Trotz der Isolation scheint D. der Welt nicht ganz den Rücken gekehrt zu haben. Im Video sagt er: «Die Rückkehr in die Steinzeit macht keinen Sinn. Ich benutzte einen Computer, ich benutzte eine Kamera, ich sitze auf einem Stuhl, du musst es mit Geld kaufen, daran ist nichts auszusetzen.» Von D. gibt es noch mehr Videos. Auf einer von ihm erstellten Facebookseite zeigt er darin Fitness-Übungen – seine Seite hat über 3500 Abonnenten.
Polizei sperrt Waldgrundstück ab
Im Laufe der Ermittlungen sperrte die Polizei am Wochenende rund zehn Kilometer vom Hof in Ruinerwold ein weiteres Grundstück in einem Wald ab. Gerrit-Jan D. (67) soll das 5,6 Hektar grosse Gelände 1997 für umgerechnet 42'000 Euro gekauft haben.
Der Sohn des Vorbesitzers erzählte, dass D. dort eine Kommune gründen wollte – eine Lebensgemeinschaft mit ehemaligen Drogensüchtigen. Er hatte bereits mit den Baumassnahmen begonnen. Jedoch fehlte ihm eine Genehmigung, was schliesslich zum Baustopp führte – das Grundstück verwilderte. Die isolierte Familie war vor knapp einer Woche in der Ortschaft Ruinerwold in Holland entdeckt worden, nachdem der 25-jährige Sohn Jan in einer Kneipe um Hilfe gebeten hatte.
Vater gab an, er wolle nach Rumänien auswandern
Die Behörden gingen davon aus, dass D. sich bereits vor Jahren ins Ausland abgesetzt hatte. Laut Staatsanwaltschaft gab der Vater der Familie 2009 beim Meldeamt an, er sei ausgewandert. Ehemalige Nachbarn berichten der Zeitung «Bild», dass D. nach Rumänien auswandern wollte, weil er mit der niederländischen Regierung nicht klarkomme.
In Wahrheit zog er mit seinen Kindern aber auf den abgelegenen Hof in Ruinerwold und tauchte dort unter. Die Bewohner des 4000-Seelen-Dorfes hatten jedoch nie etwas von der Anwesenheit seiner Familie bemerkt.

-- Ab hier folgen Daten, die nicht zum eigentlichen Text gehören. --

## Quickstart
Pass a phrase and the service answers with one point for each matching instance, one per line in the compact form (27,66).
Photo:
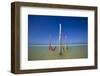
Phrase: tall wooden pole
(60,47)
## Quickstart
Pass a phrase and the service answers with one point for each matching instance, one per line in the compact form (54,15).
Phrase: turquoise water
(37,52)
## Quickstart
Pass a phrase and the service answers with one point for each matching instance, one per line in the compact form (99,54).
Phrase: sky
(43,29)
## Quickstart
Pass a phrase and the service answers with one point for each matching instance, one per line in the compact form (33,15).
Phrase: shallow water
(37,52)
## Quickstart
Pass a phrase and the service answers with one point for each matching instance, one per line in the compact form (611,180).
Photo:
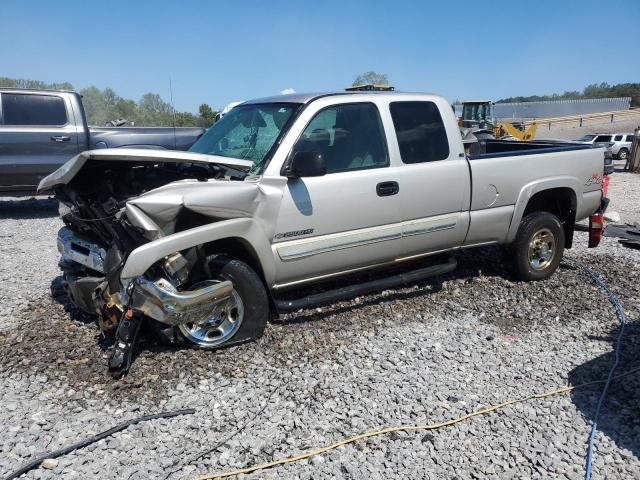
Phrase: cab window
(420,131)
(348,136)
(23,109)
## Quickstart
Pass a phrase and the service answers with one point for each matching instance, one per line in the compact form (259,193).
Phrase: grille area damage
(113,202)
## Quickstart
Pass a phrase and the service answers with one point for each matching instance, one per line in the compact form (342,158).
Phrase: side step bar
(330,296)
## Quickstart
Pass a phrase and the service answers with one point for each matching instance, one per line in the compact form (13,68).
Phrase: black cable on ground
(88,441)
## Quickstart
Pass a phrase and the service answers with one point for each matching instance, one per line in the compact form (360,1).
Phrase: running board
(330,296)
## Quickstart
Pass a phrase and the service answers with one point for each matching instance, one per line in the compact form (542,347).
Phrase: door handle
(386,189)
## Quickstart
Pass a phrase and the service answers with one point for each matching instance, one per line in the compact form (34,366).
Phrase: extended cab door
(348,218)
(434,178)
(37,135)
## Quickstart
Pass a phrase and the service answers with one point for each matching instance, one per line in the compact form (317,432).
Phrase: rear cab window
(21,109)
(349,137)
(420,131)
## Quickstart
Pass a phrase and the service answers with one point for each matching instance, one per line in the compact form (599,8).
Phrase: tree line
(595,90)
(102,106)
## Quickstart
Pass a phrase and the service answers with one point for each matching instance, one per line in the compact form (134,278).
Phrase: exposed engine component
(102,228)
(79,249)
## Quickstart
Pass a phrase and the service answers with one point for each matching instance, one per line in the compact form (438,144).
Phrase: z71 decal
(596,179)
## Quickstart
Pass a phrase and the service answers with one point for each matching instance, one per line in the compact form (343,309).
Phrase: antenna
(173,110)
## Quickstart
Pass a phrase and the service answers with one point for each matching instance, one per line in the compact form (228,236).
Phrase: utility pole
(634,156)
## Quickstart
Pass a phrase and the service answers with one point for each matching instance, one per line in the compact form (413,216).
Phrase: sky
(217,52)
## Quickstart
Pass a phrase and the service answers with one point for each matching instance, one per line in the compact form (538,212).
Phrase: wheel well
(242,250)
(237,248)
(559,201)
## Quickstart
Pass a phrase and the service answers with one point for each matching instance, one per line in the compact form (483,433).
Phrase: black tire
(623,154)
(537,230)
(250,289)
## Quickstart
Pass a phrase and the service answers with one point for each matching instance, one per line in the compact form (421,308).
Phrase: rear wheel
(623,154)
(240,318)
(537,249)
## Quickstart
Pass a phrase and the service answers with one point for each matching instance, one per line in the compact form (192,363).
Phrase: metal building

Kinder haben das Gelände nie verlassen
Bisher gibt es nur wenige Informationen über das Leben auf dem Hof. Der abschliessbare Raum, in dem die Familie hauste, war in kleine Kämmerchen aufgeteilt. Der Zugang war hinter einem Schrank verborgen. «Der abgeschlossene Raum war klar dafür gedacht, die Aussenwelt auch draussen zu halten», sagt die stellvertretende Polizeichefin in Drenthe.
Die Kinder von D. waren zwar ab und zu im Garten, das Gelände hätten sie jedoch nie verlassen. Obwohl sie nie zur Schule gegangen sind, können sie lesen und schreiben und sprechen niederländisch. Der Kontakt zu ihnen sei dennoch nicht einfach. «Dass sie nicht unbedingt dasselbe Verhalten zeigen wie wir, ist deutlich», sagt die Polizeichefin. Weitere Ergebnisse der Ermittlungen wurden nicht mitgeteilt. (bra)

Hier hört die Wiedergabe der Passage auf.